Bevis, last year’s MIAA Player of the Year and a two-time All-American as well, is one of UCO’s all-time best hitters. She ranks third in career kills with 1,701 and also has more than 1,000 digs and 200 total blocks, solidifying her status as among the best all-around performers in Central history.
And getting a big kill off a well-placed set, which has happened thousands of times during her career, is still a big thrill for the veteran.
“That’s what you want every time, hitting the ball hard and straight down, but sometimes you barely touch it and you’re not sure how the ball hit the floor,” said Bevis, who played all last year with torn cartilage in her left knee that required off-season surgery. “That stuff gets you so excited. It hypes everybody up and creates so much energy.”
Spence has been a force at the net since stepping on campus, showcasing a blocking prowess and high-percentage attack that has helped catapult the Bronchos to never-before-seen heights. She ranks in the top seven in both career solo and assisted blocks while also carrying an eye-opening .324 attack percentage.
“It’s a great feeling, especially when it hits your hands solid and goes straight down” said Spence of getting a block. “It’s definitely a play that’s celebrated because you’re preventing your opponent from getting a chance to score and it gets everybody excited.”
And to think both players got their start at the YMCA.
“I started playing at the Y when I was 10 and didn’t get into competitive play until I was 13,” Spence said. “I was one of the tallest players when I started so they stuck me in the middle and I’ve been there ever since.”
“I actually played setter when I started at the Y when I was probably in the second grade,” Bevis said. “I played in the middle for awhile when I was in elementary and middle school because I was taller than everybody else, but then when I started club ball I went to the outside.”
Both prospered at their positions and eventually found their way to Edmond, to the benefit of UCO fans and the Broncho program.
“I visited most of the top MIAA schools and when I came here I thought this would be a good fit for me,” Bevis said. “I got to practice with the team on my visit and that sealed it for me.
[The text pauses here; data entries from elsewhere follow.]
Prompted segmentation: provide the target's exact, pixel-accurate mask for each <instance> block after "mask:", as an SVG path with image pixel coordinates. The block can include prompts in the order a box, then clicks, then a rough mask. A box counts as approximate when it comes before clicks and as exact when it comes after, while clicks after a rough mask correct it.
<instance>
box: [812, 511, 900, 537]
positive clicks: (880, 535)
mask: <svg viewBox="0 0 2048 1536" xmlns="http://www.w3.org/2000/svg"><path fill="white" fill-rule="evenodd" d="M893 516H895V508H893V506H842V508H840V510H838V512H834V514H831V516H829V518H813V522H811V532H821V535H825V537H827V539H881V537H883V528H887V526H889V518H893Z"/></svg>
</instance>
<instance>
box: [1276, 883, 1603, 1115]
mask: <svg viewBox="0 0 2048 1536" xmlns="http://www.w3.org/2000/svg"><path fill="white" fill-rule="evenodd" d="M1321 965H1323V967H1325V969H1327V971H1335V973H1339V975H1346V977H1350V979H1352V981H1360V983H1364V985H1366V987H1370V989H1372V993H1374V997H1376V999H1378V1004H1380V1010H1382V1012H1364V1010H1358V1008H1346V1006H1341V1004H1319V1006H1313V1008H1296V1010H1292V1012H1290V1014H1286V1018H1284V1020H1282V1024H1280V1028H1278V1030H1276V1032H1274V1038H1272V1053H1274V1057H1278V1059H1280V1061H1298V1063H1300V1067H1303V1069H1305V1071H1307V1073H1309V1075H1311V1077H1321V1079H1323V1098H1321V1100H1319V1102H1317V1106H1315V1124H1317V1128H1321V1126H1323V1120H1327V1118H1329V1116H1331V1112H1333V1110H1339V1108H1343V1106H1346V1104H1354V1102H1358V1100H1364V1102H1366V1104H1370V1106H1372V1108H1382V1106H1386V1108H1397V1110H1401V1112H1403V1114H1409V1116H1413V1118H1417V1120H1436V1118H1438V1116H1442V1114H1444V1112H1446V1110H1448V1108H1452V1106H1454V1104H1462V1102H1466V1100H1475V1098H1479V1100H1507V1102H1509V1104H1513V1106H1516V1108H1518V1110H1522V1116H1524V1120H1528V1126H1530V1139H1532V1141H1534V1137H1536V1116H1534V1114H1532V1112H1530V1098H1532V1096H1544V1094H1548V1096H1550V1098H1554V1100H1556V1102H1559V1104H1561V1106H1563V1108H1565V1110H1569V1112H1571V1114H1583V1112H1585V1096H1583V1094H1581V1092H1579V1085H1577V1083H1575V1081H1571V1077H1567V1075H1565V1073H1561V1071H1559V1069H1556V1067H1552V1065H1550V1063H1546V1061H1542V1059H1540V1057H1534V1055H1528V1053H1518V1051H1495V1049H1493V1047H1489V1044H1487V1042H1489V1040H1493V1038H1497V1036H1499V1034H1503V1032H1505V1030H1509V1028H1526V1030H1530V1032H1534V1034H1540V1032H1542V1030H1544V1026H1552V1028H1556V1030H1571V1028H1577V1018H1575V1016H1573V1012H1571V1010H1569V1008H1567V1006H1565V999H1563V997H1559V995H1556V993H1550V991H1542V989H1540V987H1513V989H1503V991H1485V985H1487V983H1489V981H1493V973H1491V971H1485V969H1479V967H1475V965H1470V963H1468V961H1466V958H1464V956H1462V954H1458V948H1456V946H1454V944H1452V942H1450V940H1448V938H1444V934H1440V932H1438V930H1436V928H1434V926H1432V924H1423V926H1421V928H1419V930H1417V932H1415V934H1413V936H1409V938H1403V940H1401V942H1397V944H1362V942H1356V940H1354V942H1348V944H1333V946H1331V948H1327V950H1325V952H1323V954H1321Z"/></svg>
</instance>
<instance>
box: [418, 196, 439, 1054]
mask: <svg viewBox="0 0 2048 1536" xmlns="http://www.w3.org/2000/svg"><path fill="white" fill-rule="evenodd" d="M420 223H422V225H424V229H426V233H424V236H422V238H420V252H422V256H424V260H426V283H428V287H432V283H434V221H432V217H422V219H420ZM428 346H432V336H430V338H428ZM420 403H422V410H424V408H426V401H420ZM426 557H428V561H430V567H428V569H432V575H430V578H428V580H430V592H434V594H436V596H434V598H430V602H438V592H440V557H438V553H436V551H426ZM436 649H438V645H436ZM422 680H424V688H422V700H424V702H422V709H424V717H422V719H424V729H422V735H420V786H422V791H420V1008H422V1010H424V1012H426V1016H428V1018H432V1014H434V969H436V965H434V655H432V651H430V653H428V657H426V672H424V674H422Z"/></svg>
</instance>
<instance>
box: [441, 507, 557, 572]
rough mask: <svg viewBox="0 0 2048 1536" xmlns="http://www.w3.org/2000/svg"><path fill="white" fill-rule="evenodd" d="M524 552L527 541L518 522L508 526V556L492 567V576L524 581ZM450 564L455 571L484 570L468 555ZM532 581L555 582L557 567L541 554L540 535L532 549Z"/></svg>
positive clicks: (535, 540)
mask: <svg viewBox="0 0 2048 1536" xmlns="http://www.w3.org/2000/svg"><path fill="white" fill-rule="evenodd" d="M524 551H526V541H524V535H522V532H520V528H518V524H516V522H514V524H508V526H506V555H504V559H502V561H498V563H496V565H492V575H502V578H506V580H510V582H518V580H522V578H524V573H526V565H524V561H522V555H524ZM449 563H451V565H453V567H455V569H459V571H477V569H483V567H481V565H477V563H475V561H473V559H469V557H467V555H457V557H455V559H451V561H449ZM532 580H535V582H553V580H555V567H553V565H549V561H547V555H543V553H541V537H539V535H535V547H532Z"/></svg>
Every girl here was so nice and so welcoming that it just felt right.”
“My parents, grandparents and great-grandparents all went to school here,” Spence said. “I liked the school and it was a place that was comfortable to me and felt like home. I’m very happy with how it turned out and wouldn’t change a thing.”
Now the dusk of their careers is nearing. Both players are grateful for what UCO has meant to them and how they can add to the legacy they have helped so much to grow.
“As a freshman I didn’t know what it meant to play UCO volleyball,” Spence said. “But it’s to play for your school and not settle for less than your best. We try to pass that on. Looking back, it’s amazing to see all the success we’ve had. It’s cool to look back and see all that we’ve accomplished.”
“The biggest thing I’ll remember is Senior Night my freshman year against Washburn,” Bevis said. “We went to the 20s in the fifth set and won (26-24). That was a perfect example of the type program we have. We’re scroungers and fight for every point. We had such a team effort that night and everybody put their two cents in and that was a perfect description of UCO volleyball.”
And it’s a pretty fitting illustration of UCO’s Batman and Robin as well.